What you should see: flagged risks skew towards younger drivers, higher vehicle groups, and lower credit scores. They are generally more expensive than unflagged risks. But the key point - which you need to explain to the underwriting director - is that flagging is based on training data density, not just risk level.

The conversation you should be prepared to have:

"Why are we flagging young drivers with poor credit scores? Surely we know they are high risk."

Your answer: "Yes, they are high risk and we know that well. We have thousands of such drivers in training data. But we have very few 19-year-olds with credit score 320 in vehicle group 47. The model's prediction for that specific combination is uncertain, not the prediction for young drivers in general. We are flagging the thin-cell combinations where we genuinely lack data, not the common high-risk profiles where the model is confident."

This distinction matters for Consumer Duty. Referring risks for human review because the model is uncertain is a different and more defensible process than discretionary referrals based on underwriter judgment.

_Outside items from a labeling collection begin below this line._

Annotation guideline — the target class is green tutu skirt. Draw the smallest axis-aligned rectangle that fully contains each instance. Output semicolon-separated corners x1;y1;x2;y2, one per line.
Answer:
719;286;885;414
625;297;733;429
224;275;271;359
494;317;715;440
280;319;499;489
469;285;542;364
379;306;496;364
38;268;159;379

# Verify: coverage is similar for flagged and unflagged groups
# (the flag is based on width, not on coverage failure)
for flag_val, label in [(True, "Flagged"), (False, "Not flagged")]:
    mask    = flag_for_review == flag_val
    covered = ((y_test.values[mask] >= lower[mask]) & (y_test.values[mask] <= upper[mask]))
    print(f"{label} actual coverage: {covered.mean():.3f}")

Both groups should show coverage close to 90%. If the flagged group has materially lower coverage (e.g. below 85%), it suggests the pearson_weighted score is not fully correcting for the heteroscedasticity in those thin cells.